Der moderne Kunde eines Handelsunternehmens oder Fachmarktzentrums erwartet vom Einkaufsort weit mehr als nur ein breites Sortiment und einen geräumigen Parkplatz. Mit dem dynamischen Anstieg von Elektroautos auf den Straßen wird die Verfügbarkeit schneller Ladesäulen für Elektrofahrzeuge (EV) zu einem strategischen Komfortmerkmal.
Die Investition in Ladeinfrastruktur auf Großflächenparkplätzen ist heute nicht nur eine Reaktion auf verschärfte gesetzliche Vorschriften, sondern vor allem ein durchdachter Vertriebshebel. Sie ermöglicht es, die Verweildauer der Kundschaft im Geschäft zu verlängern und sich von der lokalen Konkurrenz abzuheben.
Warum braucht eine HandelsKette EV-Ladesäulen?
Die Präsenz von Ladesäulen beim Discounter, Baumarkt oder Einkaufszentrum bringt Gewerbeimmobilien direkte geschäftliche Vorteile.
- Der "Destination Shopping"-Effekt und ein höherer Bon-Durchschnitt: E-Auto-Fahrer wählen gezielt Einkaufsstätten aus, auf deren Parkplätzen sie ihr Fahrzeug aufladen können. Das Laden wird zum Hauptgrund für den Besuch eines bestimmten Discounters oder Centers, und die benötigte Zeit direkt in einen längeren Aufenthalt und einen größeren Einkaufskorb umgesetzt.
- Erfüllung gesetzlicher Vorgaben (EPBD-Richtlinie): Gemäß EU-Richtlinien und nationalen Vorschriften sind Nichtwohngebäude mit großen Parkplätzen (über 20 Stellplätze) verpflichtet, Ladepunkte zu installieren und die Leerrohr-Infrastruktur für weitere Stellplätze vorzubereiten. Eine frühzeitige Umsetzung schützt Handelsketten vor Strafen und Installationschaos in der Zukunft.
- Elektromobilität verknüpft mit Treueprogrammen: Moderne Ladesäulen lassen sich in die mobile App oder das Kundenkartenprogramm einer Handelskette integrieren. Das Vergeben kostenfreier Kilowattstunden ab einem bestimmten Einkaufswert ist ein hervorragender Marketingmagnet, der die Kundenbindung stärkt.
Welche Ladeleistung sollte für ein Handelsobjekt gewählt werden?
Die Wahl der richtigen Technologie hängt von der Spezifik des Marktes und der durchschnittlichen Verweildauer der Kundschaft ab:
- Supermärkte und Discounter (Aufenthaltsdauer: 20–40 Min.): Hier eignen sich am besten schnelle DC-Ladesäulen (Gleichstrom) mit einer Leistung von 50 kW bis 150 kW. Sie ermöglichen es, die Batterie während des täglichen Lebensmitteleinkaufs auf ein optimales Niveau zu laden.

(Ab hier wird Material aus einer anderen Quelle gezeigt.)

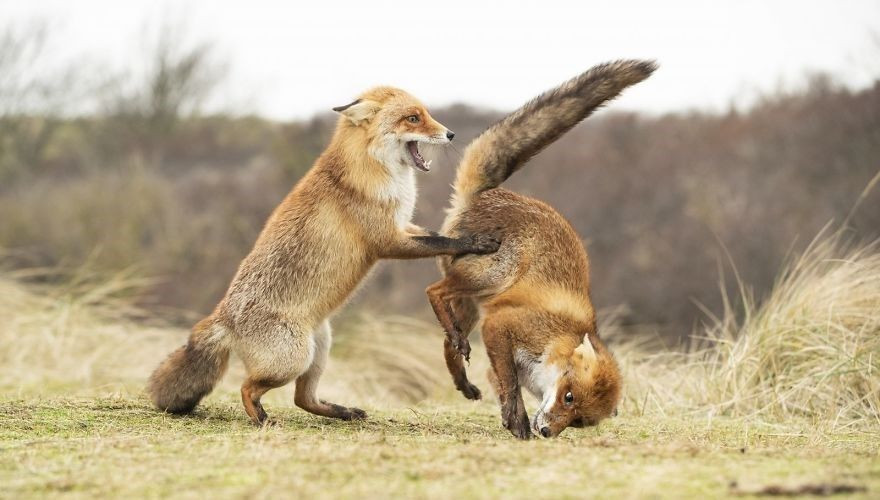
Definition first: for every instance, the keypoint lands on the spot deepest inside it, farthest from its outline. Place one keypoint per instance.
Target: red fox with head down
(533, 294)
(352, 208)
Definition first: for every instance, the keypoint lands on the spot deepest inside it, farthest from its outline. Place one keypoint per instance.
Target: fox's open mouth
(421, 164)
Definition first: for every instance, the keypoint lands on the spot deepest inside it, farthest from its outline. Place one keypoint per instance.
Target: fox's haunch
(190, 372)
(502, 149)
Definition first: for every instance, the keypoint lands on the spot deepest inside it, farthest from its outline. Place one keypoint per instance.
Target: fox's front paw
(515, 419)
(353, 414)
(483, 244)
(470, 391)
(462, 345)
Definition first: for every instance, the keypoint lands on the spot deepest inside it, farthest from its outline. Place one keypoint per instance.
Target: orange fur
(539, 326)
(351, 209)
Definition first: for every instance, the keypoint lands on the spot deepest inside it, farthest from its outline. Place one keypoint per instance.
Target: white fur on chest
(535, 374)
(401, 190)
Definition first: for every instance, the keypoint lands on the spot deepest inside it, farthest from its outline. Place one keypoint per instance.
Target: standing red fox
(538, 326)
(352, 208)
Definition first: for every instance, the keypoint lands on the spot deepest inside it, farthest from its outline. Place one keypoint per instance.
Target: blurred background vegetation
(147, 182)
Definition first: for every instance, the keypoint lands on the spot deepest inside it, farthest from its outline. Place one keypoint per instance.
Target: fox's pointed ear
(586, 349)
(358, 111)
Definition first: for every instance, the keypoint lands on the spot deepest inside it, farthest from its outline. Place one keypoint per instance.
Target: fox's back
(539, 239)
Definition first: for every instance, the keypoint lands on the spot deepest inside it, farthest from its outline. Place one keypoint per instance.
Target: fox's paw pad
(484, 243)
(471, 391)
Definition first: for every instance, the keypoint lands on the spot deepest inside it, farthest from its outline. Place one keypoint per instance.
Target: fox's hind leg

- Einkaufszentren, Malls und Möbelhäuser (Aufenthaltsdauer: 1–3 Std.): An solchen Orten sind sowohl ultraschnelle DC-Hubs als auch installationsgünstigere AC-Säulen mit 11–22 kW eine gute Lösung – ideal für Kunden, die einen längeren Kinobesuch, Restaurantbesuch oder Großeinkauf planen.
Finanzierungswege und Geschäftsmodelle für den Handel
Die Montage von Ladeinfrastruktur muss nicht bedeuten, eigenes Kapital zu binden. Ein erfahrener Technologiepartner bietet flexible Kooperationsmodelle an:
- Eigeninvestition (CapEx): Die Handelskette kauft die Ladesäulen als Eigentum, behält die vollständige Kontrolle über die Ladepreise und erzielt 100 % des Gewinns aus der abgegebenen Energie.
- Betreibermodell / Flächenpacht (OpEx): Der Betreiber installiert die Säule auf eigene Kosten und verwaltet den Ladedienst, während er dem Parkplatzeigentümer eine feste Pacht für die Stellplätze zahlt.
- Fördermittel und Subventionen: Unternehmen können Fördermittel für den Aufbau öffentlich zugänglicher Ladepunkte beantragen.
Machen Sie Ihren Parkplatz zu einer Quelle des Wettbewerbsvorteils
Die Installation von Ladesäulen für Elektrofahrzeuge an Handelsobjekten ist eine durchdachte Investition, die das Image einer ökologischen Marke stärkt, zusätzliche Laufkundschaft auf der Passage generiert und den kommenden regulatorischen Anforderungen gerecht wird.